Re: Text omission = lost pedagogical opportunity

[David Bowman <dbowman@tiger.gtc.georgetown.ky.us>]

Bob Sciamanda asks how we would conclude the ideal gas law from Boyle's,
Charles', and Gay-Lussac's laws:

> Given for a fixed quantity of ideal gas:
> 1) at constant T,    PV = a constant
> 2) at constant P,   V/T = a constant and
> 3) at constant V,   P/T = a constant    (Obviously, P is absolute
> pressure and T is absolute temperature - all quantities are positive),
> how does one deduce that PV = CT for all states, where C is independent
> of the variables P,V,T?
>
> There is more than one way.  How do you do it?  Above, I refer to a
> particular argument which serves a wider pedagogical purpose.

The method I have in mind is useful in that similar reasoning is used in
later courses when it comes time to introduce the students to the method
of separation of variables for solving homogeneous linear PDEs.

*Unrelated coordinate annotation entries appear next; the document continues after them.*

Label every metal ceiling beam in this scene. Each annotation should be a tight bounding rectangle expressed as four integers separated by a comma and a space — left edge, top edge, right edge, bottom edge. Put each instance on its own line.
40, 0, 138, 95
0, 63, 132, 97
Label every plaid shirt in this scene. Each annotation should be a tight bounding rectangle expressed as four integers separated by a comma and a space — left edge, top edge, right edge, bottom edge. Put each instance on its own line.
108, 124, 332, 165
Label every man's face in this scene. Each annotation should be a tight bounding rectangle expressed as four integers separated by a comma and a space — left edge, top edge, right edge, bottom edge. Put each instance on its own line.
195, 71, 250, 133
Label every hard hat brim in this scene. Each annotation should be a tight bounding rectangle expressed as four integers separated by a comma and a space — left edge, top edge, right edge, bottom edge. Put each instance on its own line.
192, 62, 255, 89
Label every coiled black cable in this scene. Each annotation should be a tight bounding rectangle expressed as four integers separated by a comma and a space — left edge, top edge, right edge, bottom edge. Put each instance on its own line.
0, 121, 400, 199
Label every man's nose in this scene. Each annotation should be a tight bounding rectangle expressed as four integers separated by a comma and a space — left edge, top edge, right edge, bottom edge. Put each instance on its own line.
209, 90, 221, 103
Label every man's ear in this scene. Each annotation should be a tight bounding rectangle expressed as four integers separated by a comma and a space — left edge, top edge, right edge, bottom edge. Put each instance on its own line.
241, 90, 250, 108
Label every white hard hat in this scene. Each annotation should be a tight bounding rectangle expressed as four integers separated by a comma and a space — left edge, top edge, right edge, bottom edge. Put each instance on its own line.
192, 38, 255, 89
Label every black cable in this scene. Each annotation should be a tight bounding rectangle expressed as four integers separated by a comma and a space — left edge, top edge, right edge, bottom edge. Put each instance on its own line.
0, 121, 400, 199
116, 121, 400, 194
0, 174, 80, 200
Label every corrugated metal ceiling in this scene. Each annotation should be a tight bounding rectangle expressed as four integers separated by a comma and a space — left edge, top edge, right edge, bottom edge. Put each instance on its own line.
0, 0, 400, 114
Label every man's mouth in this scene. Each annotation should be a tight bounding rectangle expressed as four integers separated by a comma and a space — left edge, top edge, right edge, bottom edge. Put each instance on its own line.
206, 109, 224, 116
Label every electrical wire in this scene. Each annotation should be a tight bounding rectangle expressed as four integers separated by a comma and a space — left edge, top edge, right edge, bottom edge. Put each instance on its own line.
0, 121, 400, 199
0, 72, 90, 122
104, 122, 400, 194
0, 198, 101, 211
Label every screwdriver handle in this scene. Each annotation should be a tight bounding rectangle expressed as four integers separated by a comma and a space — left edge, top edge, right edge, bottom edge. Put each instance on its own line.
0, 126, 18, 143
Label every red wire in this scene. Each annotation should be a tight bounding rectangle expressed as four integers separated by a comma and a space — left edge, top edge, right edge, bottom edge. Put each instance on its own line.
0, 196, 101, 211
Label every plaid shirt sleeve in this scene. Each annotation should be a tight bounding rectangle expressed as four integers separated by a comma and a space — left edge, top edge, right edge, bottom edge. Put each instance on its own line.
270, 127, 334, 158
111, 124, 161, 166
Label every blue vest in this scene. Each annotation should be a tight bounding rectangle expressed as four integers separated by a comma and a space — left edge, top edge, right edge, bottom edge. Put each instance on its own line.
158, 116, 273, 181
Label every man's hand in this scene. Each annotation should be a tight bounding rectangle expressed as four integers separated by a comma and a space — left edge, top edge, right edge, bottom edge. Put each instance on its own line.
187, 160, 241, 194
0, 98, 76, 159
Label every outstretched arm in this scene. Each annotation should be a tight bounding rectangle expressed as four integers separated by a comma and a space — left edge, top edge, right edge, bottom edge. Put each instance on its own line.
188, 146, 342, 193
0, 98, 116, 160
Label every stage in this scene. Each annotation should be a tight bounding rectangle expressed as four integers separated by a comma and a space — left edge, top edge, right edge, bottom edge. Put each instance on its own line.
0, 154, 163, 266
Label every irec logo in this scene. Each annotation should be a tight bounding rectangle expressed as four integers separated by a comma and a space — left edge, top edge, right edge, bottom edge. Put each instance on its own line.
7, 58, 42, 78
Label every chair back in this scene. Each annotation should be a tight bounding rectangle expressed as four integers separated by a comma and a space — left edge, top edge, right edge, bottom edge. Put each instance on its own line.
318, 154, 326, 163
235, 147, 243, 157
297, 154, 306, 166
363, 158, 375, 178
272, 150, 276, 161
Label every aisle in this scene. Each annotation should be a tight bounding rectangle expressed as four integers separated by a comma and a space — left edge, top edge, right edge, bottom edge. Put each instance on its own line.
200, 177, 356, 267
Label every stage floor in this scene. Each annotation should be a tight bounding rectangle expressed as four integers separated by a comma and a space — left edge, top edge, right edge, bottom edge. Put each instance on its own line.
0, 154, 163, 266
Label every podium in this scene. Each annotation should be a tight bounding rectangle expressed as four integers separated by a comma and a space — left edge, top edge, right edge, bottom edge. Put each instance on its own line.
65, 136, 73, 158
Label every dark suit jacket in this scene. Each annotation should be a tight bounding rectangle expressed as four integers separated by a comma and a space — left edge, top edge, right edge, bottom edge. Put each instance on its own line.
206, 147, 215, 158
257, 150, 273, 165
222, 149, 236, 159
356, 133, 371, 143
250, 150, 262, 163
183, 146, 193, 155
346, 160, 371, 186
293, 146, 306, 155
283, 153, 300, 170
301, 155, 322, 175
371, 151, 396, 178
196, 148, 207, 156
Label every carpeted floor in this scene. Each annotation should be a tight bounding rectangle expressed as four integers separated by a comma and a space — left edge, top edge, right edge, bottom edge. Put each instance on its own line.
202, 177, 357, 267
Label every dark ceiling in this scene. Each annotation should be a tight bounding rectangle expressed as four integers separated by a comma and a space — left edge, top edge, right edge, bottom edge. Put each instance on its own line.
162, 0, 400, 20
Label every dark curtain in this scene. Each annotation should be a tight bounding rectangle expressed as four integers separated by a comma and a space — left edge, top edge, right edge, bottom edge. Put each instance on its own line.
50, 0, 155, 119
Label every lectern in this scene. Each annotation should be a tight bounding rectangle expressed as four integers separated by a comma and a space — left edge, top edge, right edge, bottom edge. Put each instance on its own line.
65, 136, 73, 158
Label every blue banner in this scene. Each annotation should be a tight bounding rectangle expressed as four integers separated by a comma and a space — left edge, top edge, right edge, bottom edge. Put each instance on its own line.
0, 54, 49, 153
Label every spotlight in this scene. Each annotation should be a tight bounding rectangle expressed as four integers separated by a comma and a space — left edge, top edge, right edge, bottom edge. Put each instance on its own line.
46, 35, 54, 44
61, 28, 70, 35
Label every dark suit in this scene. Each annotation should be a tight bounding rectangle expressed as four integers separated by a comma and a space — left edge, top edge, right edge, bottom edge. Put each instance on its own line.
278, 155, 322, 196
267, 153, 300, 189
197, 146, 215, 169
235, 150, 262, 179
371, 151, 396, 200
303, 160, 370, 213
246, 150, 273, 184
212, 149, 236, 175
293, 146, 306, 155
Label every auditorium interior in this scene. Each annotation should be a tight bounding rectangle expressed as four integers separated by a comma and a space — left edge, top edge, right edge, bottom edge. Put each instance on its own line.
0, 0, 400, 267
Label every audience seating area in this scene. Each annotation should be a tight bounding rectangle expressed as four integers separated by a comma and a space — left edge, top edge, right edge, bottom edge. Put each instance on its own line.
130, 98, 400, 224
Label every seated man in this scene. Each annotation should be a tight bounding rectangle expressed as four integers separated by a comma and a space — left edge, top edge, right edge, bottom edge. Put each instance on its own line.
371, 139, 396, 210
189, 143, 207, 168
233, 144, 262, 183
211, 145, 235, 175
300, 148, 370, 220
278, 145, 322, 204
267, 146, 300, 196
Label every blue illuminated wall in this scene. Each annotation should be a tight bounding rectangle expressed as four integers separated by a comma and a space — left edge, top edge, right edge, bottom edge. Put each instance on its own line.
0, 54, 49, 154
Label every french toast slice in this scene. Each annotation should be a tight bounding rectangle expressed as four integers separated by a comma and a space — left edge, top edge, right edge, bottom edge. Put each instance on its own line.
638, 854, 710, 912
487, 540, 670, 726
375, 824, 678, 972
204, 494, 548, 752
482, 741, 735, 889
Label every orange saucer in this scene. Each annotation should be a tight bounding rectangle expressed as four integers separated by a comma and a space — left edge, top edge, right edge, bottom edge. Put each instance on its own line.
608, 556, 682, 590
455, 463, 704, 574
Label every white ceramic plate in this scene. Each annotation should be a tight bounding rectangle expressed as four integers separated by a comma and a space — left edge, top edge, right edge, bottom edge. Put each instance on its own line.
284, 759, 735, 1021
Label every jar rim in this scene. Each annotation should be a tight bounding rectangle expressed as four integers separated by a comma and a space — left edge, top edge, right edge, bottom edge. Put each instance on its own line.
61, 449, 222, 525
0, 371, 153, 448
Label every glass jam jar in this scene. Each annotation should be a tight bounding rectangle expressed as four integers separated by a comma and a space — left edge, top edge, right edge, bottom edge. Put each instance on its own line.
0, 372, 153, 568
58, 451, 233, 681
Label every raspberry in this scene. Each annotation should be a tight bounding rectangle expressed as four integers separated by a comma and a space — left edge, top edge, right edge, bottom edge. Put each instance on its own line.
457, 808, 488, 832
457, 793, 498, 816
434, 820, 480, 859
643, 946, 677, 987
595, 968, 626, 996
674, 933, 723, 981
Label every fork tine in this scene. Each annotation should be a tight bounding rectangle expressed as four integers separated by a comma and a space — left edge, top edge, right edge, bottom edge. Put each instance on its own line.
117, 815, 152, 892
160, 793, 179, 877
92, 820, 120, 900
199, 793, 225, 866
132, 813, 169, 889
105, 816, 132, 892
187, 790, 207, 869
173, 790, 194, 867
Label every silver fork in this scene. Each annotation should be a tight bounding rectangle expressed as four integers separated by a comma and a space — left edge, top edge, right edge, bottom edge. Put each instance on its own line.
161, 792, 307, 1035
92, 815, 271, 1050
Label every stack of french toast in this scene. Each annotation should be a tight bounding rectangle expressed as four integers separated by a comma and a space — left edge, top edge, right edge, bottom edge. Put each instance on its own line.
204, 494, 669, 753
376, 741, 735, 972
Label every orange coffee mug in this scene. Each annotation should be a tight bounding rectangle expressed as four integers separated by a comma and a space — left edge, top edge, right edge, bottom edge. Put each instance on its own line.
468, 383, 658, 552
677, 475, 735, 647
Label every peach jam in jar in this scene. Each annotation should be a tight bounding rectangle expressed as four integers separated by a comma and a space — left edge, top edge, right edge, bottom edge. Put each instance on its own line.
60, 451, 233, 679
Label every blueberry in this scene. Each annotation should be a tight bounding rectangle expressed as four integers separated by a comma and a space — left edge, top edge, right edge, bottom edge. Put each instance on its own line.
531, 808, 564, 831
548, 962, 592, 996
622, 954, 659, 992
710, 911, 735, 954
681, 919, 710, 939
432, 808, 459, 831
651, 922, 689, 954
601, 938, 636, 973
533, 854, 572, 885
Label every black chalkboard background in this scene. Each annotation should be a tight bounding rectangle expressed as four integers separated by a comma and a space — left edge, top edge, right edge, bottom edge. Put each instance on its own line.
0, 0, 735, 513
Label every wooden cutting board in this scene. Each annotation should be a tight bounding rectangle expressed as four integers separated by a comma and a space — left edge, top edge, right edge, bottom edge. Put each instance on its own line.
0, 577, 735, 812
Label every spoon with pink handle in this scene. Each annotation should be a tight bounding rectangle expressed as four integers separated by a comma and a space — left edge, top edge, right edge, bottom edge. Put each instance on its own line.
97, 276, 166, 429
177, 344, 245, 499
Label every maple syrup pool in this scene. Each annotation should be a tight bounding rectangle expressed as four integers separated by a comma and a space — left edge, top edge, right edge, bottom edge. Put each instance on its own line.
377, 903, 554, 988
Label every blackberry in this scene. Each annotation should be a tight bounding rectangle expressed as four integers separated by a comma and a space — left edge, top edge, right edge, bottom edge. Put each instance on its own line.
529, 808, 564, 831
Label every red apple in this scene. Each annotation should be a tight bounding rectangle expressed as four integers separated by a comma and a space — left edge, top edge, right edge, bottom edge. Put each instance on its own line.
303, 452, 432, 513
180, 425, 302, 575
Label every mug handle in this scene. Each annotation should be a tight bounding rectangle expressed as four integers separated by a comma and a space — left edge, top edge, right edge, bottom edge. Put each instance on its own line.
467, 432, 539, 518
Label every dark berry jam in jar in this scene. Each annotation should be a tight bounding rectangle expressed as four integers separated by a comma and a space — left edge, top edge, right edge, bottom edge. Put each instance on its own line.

Now 1) implies PV = f(T) (1'), 2) implies V/T = g(P) (2'), and 3) implies
p/T = h(V) (3') for some functions f, g and h, each of only one argument.
Solving 2') for V and substituting into 1'), and solving 3') for P and
substituting into 1') results in PV = f(T) = PTg(P) = TVh(V).  Now divide
all four sides of this triple equality by T.  The result is:
PV/T = f(T)/T = Pg(P) = Vg(V).  Now each of the 2nd, 3rd, and 4th sides of
this triple equality each depend on a single variable, but in each case
that variable is a different one.  The only way for a function of one
variable to be identically equal to another function of a different
variable is for both of these functions to be the same constant function of
its own argument variable.  This is seen by varying one of the variables on
one side of the equation while holding the other variable constant.  The
side whose variable is held constant must *be* constant.  But this constant
is then equal to the 'supposedly' variable function of the other variable.
This function is this thus a constant function.  We repeat this argument
for the other variable on the other side of the equation and conclude that
both functions are the same constant function.

By applying this reasoning pairwise to the various sides of our equality:
f(T)/T = Pg(P) = Vg(V) we conclude that all three expression are the same
constant function C. Substitution of this constant back into our above
equation for PV/T gives PV/T = C.  Multiplying this equation by T gives
the usual form of PV = CT.                                             QED

David Bowman
dbowman@gtc.georgetown.ky.us